Let's start with the empty set. We know that $\forall X\in\N^k,\ \chi_{\emptyset}(X)=0$. So $\chi_\emptyset=z^{(k)}\in\PRF$.
Now will see what happen with sets of exactly one element. We proceed by induction on $k$. Let $k=1$ and $a\in\N$. We must show that $A=\{a\}\subset\N$ is a primitive recursive set. To do so, we only have to verify that $\chi_A=\Phi(E,u_1^{(1)}, \mathrm{a}^{(1)})$ where $\mathrm{a}^{(1)}$ is the constant function of one variable of value $a$ and $E$ is defined in section \ref{sec:examples}, which is trivial.

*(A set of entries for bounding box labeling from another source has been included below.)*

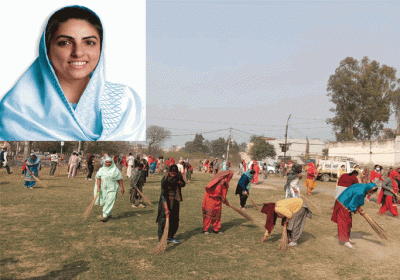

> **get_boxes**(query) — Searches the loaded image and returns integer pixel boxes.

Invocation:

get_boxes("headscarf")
[96,157,123,181]
[206,170,234,189]
[261,203,278,233]
[26,154,40,166]
[239,170,254,190]
[307,161,317,175]
[284,164,301,190]
[389,170,400,193]
[361,168,369,184]
[0,6,146,141]
[337,183,378,211]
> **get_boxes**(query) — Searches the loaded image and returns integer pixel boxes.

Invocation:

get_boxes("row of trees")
[327,56,400,141]
[147,125,276,160]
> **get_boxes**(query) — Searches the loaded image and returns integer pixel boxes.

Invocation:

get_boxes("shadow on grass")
[112,209,155,220]
[19,261,89,280]
[335,231,385,246]
[0,258,18,266]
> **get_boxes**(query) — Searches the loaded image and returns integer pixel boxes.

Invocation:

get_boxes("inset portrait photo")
[0,0,146,141]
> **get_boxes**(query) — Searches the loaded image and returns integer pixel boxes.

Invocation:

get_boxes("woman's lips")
[68,61,88,69]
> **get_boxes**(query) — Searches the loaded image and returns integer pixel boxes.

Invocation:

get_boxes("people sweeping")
[129,163,146,208]
[331,183,378,249]
[378,170,400,218]
[235,170,256,211]
[202,170,234,234]
[156,164,186,243]
[94,157,125,222]
[24,154,41,189]
[305,162,318,195]
[261,198,312,247]
[285,164,303,199]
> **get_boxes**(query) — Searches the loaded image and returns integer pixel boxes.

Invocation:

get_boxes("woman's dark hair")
[350,170,358,176]
[45,6,103,52]
[168,164,179,173]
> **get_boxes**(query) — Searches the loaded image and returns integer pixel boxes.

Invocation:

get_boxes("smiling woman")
[0,6,145,141]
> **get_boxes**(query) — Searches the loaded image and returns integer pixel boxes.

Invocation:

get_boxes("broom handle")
[135,186,151,206]
[293,188,321,212]
[248,196,259,210]
[25,165,48,188]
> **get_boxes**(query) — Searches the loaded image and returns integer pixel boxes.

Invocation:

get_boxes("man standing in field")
[213,158,219,174]
[0,147,12,174]
[126,153,135,178]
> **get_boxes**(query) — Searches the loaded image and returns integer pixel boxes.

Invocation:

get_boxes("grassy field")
[0,168,400,279]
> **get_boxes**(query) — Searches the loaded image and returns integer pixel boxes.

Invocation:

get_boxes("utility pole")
[283,115,291,164]
[226,127,232,161]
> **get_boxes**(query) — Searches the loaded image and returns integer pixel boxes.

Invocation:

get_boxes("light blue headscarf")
[0,6,145,141]
[337,183,376,211]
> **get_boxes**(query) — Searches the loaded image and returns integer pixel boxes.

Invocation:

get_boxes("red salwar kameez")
[202,170,234,232]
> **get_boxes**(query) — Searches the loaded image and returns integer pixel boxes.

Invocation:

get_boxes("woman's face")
[49,19,101,82]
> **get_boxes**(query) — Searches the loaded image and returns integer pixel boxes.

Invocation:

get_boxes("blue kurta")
[0,7,146,141]
[337,183,376,212]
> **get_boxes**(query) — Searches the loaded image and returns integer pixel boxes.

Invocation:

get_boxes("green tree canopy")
[327,57,398,141]
[146,125,171,154]
[185,133,209,154]
[248,135,276,160]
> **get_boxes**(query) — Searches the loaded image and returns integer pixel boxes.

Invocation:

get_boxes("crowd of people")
[1,150,400,252]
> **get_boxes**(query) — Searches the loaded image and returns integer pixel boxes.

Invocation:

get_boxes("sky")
[0,0,146,102]
[146,1,400,147]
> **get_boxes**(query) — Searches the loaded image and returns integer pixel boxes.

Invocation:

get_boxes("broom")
[149,206,169,254]
[293,188,321,212]
[25,165,49,188]
[279,223,287,253]
[358,207,388,240]
[224,199,253,222]
[135,186,151,206]
[248,196,260,210]
[83,192,100,220]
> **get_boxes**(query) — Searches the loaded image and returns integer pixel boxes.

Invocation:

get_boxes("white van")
[317,159,357,182]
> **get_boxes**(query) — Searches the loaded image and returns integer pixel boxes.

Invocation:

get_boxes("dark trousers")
[239,193,248,208]
[87,165,94,179]
[0,161,11,174]
[50,161,57,176]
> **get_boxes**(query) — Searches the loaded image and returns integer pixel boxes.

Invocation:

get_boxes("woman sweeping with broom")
[331,183,378,249]
[94,157,124,222]
[261,198,312,247]
[156,164,186,243]
[202,170,234,234]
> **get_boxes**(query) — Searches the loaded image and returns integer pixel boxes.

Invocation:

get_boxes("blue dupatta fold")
[0,6,145,141]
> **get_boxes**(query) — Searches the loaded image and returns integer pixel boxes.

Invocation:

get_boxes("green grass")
[0,169,400,279]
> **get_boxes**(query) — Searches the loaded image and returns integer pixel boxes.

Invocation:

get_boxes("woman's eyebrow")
[56,35,98,40]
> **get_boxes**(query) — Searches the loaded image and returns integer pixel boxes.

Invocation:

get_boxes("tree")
[377,127,396,140]
[211,137,228,157]
[146,125,171,154]
[327,56,398,141]
[185,133,208,154]
[249,135,276,160]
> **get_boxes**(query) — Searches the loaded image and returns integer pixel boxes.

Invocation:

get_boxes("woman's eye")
[58,41,69,46]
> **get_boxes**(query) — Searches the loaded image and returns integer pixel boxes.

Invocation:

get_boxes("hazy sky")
[147,1,400,147]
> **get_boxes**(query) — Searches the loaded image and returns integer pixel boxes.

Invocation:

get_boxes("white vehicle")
[247,161,275,174]
[317,159,357,182]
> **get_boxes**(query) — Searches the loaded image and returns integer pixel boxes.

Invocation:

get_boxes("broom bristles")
[135,187,151,206]
[249,196,260,210]
[149,215,169,254]
[83,192,100,220]
[26,165,49,188]
[359,207,388,240]
[225,200,253,222]
[299,193,321,212]
[279,224,287,253]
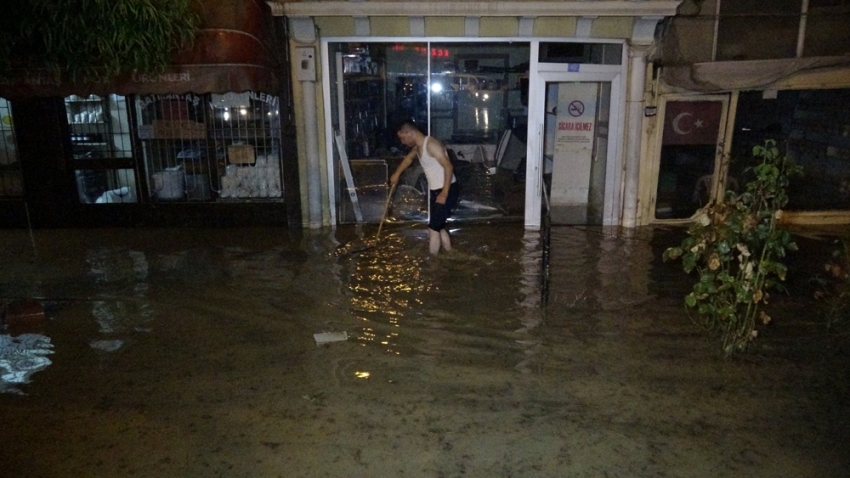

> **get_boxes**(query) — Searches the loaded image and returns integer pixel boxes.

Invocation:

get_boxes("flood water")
[0,223,850,478]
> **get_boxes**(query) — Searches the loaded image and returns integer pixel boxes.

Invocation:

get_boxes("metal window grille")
[137,92,282,202]
[0,98,23,199]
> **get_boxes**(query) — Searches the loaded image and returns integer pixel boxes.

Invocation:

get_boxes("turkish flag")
[661,101,723,144]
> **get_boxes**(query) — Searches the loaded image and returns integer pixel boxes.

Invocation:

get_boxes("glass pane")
[65,95,133,160]
[730,89,850,211]
[74,169,138,204]
[328,42,530,222]
[430,43,530,222]
[655,101,723,219]
[543,82,611,225]
[0,98,23,199]
[137,91,283,202]
[717,14,800,61]
[328,43,428,223]
[803,0,850,56]
[136,94,209,201]
[210,91,283,200]
[540,42,623,65]
[65,94,138,204]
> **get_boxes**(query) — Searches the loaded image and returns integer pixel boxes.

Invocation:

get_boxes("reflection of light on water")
[0,334,53,393]
[347,234,434,355]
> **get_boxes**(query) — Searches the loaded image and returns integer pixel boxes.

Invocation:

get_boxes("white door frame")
[525,58,624,230]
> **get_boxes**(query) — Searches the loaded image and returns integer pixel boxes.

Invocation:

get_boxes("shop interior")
[328,42,529,223]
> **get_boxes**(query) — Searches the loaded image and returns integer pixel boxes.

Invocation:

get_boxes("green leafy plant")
[0,0,200,82]
[663,140,801,355]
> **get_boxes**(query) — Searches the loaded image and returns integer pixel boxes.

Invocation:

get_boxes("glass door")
[526,65,622,227]
[543,81,611,225]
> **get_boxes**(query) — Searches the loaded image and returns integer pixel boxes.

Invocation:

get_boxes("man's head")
[398,121,422,147]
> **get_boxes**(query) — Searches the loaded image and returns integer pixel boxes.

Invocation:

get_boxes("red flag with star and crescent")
[662,101,723,144]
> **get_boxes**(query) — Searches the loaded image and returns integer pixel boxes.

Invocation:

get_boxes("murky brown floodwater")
[0,224,850,478]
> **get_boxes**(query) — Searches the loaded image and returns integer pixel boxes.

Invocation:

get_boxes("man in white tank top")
[390,122,458,254]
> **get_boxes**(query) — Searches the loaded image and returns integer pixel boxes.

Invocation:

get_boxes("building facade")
[271,1,680,229]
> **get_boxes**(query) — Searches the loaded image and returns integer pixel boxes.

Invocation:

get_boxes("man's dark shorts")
[428,183,458,231]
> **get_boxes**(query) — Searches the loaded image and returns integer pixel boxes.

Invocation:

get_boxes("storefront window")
[803,0,850,56]
[729,89,850,211]
[328,42,530,222]
[717,0,802,61]
[65,94,138,204]
[0,98,23,199]
[136,92,282,202]
[655,100,720,219]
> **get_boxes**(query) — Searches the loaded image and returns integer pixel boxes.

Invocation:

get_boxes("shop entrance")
[526,65,621,230]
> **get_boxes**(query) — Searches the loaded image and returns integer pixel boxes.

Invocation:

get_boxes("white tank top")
[419,136,457,191]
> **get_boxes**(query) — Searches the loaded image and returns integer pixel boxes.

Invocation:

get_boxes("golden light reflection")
[342,235,436,360]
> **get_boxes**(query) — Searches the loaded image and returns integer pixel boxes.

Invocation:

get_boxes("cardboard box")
[151,120,207,139]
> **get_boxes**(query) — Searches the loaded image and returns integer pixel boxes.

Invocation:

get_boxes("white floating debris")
[89,340,124,352]
[313,331,348,345]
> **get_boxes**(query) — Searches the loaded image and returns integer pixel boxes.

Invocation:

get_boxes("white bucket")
[152,170,186,199]
[186,174,210,199]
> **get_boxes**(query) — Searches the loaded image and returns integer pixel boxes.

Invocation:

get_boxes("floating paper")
[313,331,348,345]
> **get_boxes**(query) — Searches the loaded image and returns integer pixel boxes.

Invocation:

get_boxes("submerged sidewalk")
[0,224,850,478]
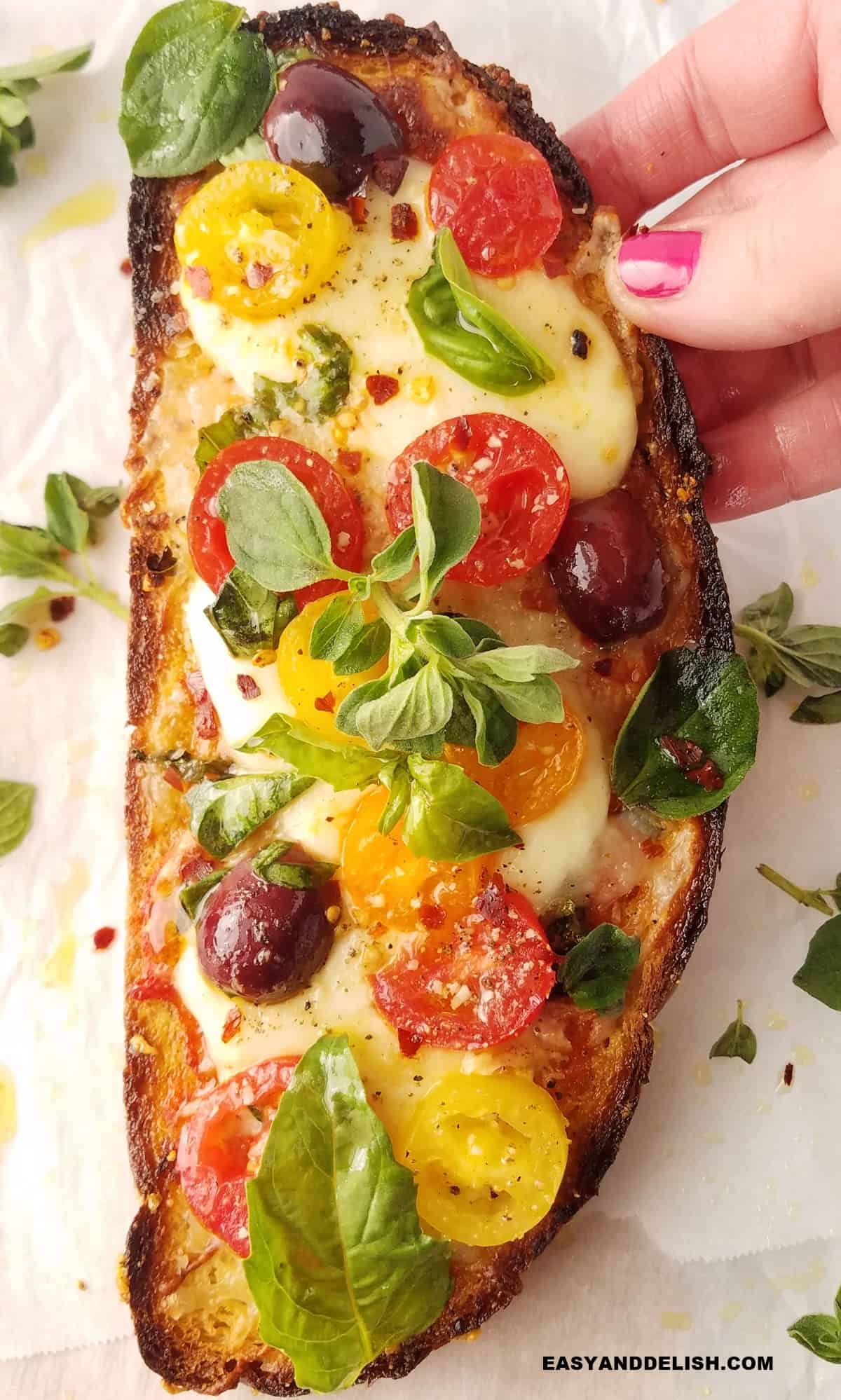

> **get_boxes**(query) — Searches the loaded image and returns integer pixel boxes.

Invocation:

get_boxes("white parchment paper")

Now assume $k\in\mathbb{N}$ such that all the one-element sets of $\N^k$ are primitive recursive. We have to show the case $k+1$. Let $a=(a_1,a_2,\dots,a_{k+1})\in\N^{k+1}$ and let $b=(a_1,a_2,\dots,a_k)$. We know that $\chi_{\{b\}}^{(k)}$ is \PRF. Then
$$\chi_{\{a\}}^{(k+1)}=\Phi(\Pi, \Phi(\chi_{\{b\}},u_1^{(k+1)},\dots,u_k^{(k+1)}),\Phi(E,u_{k+1}^{(k+1)},a_{k+1}))$$
which tell us that $\chi_{\{a\}}$ is \PRF.
\begin{theorem}~
\begin{enumerate}
\item Let $m\in\mathbb{N}$ and let $A,B\subset\N^m$ be primitive recursive sets such that $A\cup B=\N^m$ and $A\cap B=\emptyset$, \ie\ $A$ and $B$ form a partition of $\N^m$. Let also $f^{(m)}$ and $g^{(m)}$ be primitive recursive functions. Then the function
$$h^{(m)}(X)\stackrel{def}{=}\left\{\begin{array}{ll}
f(X) & \textrm{ if }X\in A\\
g(X) & \textrm{ if }X\in B
\end{array}\right.$$
is primitive recursive.
\item If $\{A_i\}_{i=1}^l\subset \mathcal{P}(\N^m)$ is a finite partition of $\N^k$, where $\forall i,\ A_i\in\PRS$, and also $\{f_i^{(m)}\}_{i=1}^l\subset$ \PRF\ is a family of primitive recursive functions, then the function
$$F^{(m)}\stackrel{def}{=}f_i(X)\textrm{ if }X\in A_i$$ is a primitive recursive function.
\end{enumerate}
\end{theorem}
\paragraph{Proof}~
\begin{enumerate}
\item Let $h=f.\chi_A+g.\chi_B=\Phi(\Sigma,\Phi(\Pi,f,\chi_A),\Phi(\Pi,g,\chi_B))$. Since $A$ and $B$ are \PRS, $\chi_A$ and $\chi_B$ are \PRF, so $h$ is \PRF.
\item {\bf Exercise}.
\end{enumerate}
\begin{corollary}
Let $f^{(m)}$ be a numeric function such that $\{X\in\N^m:F(X)=0\}$ is finite. Then $f\in\PRF$.
\end{corollary}
\paragraph{Proof} It follows from previous theorem and the fact that one-element sets are primitive recursive.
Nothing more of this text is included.